- January 6, 2010
- Posted by: Dave Kurlan
- Category: Understanding the Sales Force
We often bring our two golden retrievers to a great local kennel with very attentive local ownership. At $23 per day per dog, plus “play time” and food, a weekend stay comes to about $140 for two nights. However, when we travel on vacation and leave the boys for 7-10 days, and add grooming to their week of pampering, the tab could run as much as $800.
When I pick up the dogs, Heather gives me the bill. When it’s $140, I pay, she gets the dogs for me, and we leave. However, when the bill is $800, Heather gets really uncomfortable, and begins editing the invoice and always seems to get it under $650. Nice, right? Only if you’re a customer. If you’re Bob, the owner, who has no clue she is doing this, what must it be like for him?
He has a 150 dog capacity and on vacation weeks, is fully booked. Let’s assume that there are just 5 of those completely booked full vacation weeks per year; The week between Christmas and New Years, 2 Winter Vacation weeks (public school and private school on separate weeks) and the two weeks around Independence Day and Labor Day. Let’s also assume that the not everyone has two dogs. Let’s assume that this only impacts one third of the customers during those four weeks. So that’s 50 invoices being discounted $150 for 5 weeks or $37,500. And let’s assume that during the 8 other busy summer weeks not already accounted for, we have half as much occupancy – another $30,000. I wonder what he would do if he knew that Heather was giving away $67,500 of his revenue without being asked?
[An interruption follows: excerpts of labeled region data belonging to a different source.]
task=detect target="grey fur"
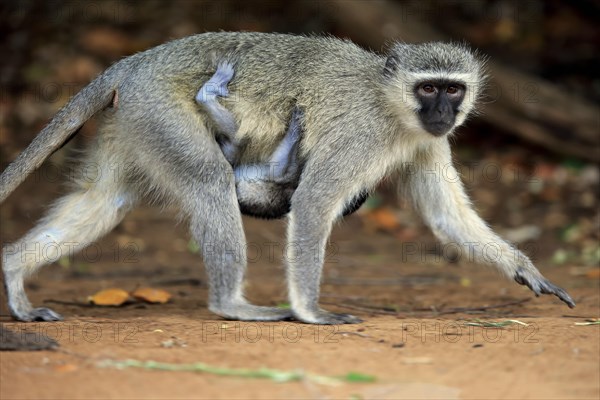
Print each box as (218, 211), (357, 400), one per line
(0, 33), (574, 324)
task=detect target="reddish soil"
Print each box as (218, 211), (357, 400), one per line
(0, 182), (600, 399)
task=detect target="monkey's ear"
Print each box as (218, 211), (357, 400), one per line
(383, 55), (400, 78)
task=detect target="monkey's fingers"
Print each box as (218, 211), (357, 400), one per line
(515, 268), (575, 308)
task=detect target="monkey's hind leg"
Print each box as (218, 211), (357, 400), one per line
(2, 138), (135, 321)
(135, 105), (291, 321)
(196, 62), (238, 159)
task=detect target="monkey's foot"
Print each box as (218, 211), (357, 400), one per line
(209, 303), (292, 321)
(294, 309), (363, 325)
(11, 307), (64, 322)
(515, 268), (575, 308)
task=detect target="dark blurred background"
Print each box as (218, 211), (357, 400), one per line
(0, 0), (600, 274)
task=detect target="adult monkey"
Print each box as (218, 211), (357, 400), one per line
(0, 33), (574, 324)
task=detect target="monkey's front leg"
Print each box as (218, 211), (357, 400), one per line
(286, 152), (368, 324)
(404, 142), (575, 308)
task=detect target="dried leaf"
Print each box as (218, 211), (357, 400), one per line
(54, 364), (78, 372)
(88, 289), (129, 307)
(131, 287), (171, 304)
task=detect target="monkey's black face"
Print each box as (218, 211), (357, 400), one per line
(414, 81), (465, 136)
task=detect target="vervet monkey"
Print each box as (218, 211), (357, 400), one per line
(0, 33), (574, 324)
(196, 62), (368, 219)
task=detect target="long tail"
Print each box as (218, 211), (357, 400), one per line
(0, 66), (117, 203)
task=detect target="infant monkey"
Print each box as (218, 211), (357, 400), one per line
(196, 62), (369, 219)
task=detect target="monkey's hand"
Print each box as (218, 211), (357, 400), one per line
(514, 267), (575, 308)
(196, 63), (234, 104)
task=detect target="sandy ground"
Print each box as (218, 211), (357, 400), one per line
(0, 184), (600, 399)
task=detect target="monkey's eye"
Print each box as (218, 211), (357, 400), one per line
(446, 85), (463, 96)
(420, 83), (437, 95)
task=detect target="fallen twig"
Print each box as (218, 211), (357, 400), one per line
(98, 360), (375, 385)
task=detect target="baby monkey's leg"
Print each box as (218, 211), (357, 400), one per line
(235, 108), (302, 219)
(196, 62), (239, 164)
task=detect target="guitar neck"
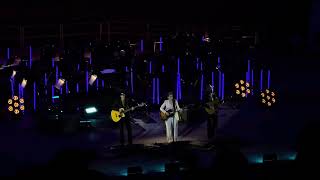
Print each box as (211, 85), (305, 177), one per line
(124, 106), (139, 113)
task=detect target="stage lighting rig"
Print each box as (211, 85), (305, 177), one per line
(234, 80), (251, 98)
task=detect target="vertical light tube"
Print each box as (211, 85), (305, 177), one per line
(86, 69), (89, 94)
(60, 72), (63, 94)
(196, 58), (199, 70)
(160, 36), (162, 52)
(152, 78), (156, 104)
(140, 39), (143, 52)
(157, 78), (160, 104)
(33, 82), (37, 111)
(149, 60), (152, 74)
(56, 66), (59, 82)
(29, 46), (32, 69)
(130, 67), (134, 94)
(96, 78), (99, 91)
(10, 77), (15, 97)
(18, 83), (21, 98)
(221, 73), (224, 101)
(7, 48), (10, 59)
(51, 85), (54, 103)
(200, 73), (204, 101)
(211, 71), (214, 91)
(66, 81), (69, 94)
(268, 69), (270, 89)
(178, 58), (180, 74)
(260, 69), (263, 91)
(218, 70), (222, 98)
(247, 60), (251, 83)
(251, 69), (254, 95)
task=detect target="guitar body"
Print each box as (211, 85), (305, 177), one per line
(111, 103), (146, 122)
(160, 111), (181, 121)
(111, 110), (126, 122)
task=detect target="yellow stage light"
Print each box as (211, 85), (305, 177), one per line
(13, 96), (19, 101)
(14, 109), (20, 114)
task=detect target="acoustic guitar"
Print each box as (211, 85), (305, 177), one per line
(111, 103), (146, 122)
(160, 110), (181, 121)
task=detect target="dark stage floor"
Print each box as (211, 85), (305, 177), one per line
(0, 100), (296, 176)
So why is this happening and how does it relate to sales and sales management?
Heather has Low Money Tolerance. In her case, anything over $650 is A LOT of money. So she discounts the total, not to make the customers more comfortable, but so that she can be more comfortable! What would happen if her customers said, “Oh my, this is a lot more than I thought it would be…isn’t there anything you can do?”
What about your world – you and your salespeople – how many of your salespeople have low money tolerance? How would you know? What is it costing you?